Larson has a similar set of techniques for math problems too. Unlike chess, it’s hard to have a consistent thought process for all math problems because they’re so different, so these lists tend to look more like a bunch of useful hacks: search for a pattern, draw a figure, modify the problem, choose good notation, consider extreme cases, and so on.

[6] Hence the GTD recommendation to write everything down: “your mind is for having ideas, not holding them”.

[7] Gwern’s review of dual n-back is interesting here, but as far as I can tell the conclusion is that it’s unclear whether this has any real benefit to working memory. 

[8] When you watch interviews with grandmasters about Magnus Carlsen, they usually identify a few traits of his that make him exceptional.

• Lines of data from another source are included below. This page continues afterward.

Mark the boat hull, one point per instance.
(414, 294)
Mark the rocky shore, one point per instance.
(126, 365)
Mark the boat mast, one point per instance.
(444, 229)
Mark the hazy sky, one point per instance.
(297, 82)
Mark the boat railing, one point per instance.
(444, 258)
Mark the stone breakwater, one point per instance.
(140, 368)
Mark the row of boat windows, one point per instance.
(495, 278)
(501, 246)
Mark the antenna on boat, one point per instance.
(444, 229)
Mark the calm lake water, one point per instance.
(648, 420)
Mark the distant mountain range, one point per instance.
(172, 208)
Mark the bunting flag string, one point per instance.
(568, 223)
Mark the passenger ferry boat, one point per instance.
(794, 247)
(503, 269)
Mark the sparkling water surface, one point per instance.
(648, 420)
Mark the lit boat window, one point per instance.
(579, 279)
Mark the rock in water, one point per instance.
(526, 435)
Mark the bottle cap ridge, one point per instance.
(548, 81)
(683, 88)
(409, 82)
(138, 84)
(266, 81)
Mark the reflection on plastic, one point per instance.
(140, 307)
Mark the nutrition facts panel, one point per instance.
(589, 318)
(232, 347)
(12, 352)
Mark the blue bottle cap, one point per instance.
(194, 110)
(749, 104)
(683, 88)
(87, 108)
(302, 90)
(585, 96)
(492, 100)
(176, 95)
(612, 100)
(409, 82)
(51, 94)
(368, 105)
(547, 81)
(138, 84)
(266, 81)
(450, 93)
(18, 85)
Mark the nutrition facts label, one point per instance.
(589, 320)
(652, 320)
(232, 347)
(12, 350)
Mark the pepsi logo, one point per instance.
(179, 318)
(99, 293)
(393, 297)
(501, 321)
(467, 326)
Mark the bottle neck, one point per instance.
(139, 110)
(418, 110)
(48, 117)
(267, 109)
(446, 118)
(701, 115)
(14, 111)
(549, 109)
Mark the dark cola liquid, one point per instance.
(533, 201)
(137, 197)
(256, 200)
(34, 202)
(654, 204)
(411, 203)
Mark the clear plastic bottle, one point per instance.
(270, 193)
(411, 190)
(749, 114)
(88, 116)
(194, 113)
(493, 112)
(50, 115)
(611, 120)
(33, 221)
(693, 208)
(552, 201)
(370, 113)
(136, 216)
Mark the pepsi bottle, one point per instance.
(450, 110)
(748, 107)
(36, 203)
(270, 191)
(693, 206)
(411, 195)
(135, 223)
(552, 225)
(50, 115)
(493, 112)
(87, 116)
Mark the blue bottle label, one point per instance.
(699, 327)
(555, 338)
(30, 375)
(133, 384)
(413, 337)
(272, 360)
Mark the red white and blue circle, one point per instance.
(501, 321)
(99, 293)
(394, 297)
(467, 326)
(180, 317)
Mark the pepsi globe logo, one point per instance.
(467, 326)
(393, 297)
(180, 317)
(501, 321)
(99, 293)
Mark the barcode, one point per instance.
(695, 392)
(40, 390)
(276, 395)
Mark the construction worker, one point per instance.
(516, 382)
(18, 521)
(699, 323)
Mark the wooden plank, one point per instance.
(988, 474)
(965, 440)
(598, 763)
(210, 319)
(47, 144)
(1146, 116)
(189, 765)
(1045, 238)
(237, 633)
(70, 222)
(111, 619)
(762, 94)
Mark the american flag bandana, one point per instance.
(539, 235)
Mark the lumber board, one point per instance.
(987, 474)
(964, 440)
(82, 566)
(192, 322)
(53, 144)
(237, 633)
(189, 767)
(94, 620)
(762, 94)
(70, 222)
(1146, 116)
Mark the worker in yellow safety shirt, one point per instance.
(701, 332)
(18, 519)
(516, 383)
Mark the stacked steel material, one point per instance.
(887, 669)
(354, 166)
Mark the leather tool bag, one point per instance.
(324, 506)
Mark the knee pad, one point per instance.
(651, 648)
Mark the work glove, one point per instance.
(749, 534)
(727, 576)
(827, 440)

One of these is his insane chess memory (see this YouTube video for a vivid demonstration of this). Clearly, it’s the result of many hours and days of hard work. But he’s much better at it than other grandmasters, who work equally hard (or even more so). 

Another is his chess intuition, which is chess player speak for “a disturbing knack for getting the right answer without any apparent effort, at sub-second speed”. There’s a great video showing this at work here -- most players end up memorizing these endgames, but Magnus doesn’t, he works them out on the spot. At one point, he makes a very weird-looking move, the interviewer asks him why he made it, and Magnus says “That wins because, well honestly I don't know.” Similarly, at around 15:00, the interviewer asks if Magnus found the solution using the ‘key squares’ concept -- which most GMs would study explicitly -- and Magnus says, in effect: no, it’s just obvious.

Another trait is that he’s competitive, wants to win, and doesn’t get tired or let up even in extremely boring positions.

I’m sure he cultivates all of these things. But I’m also pretty sure they’re innate.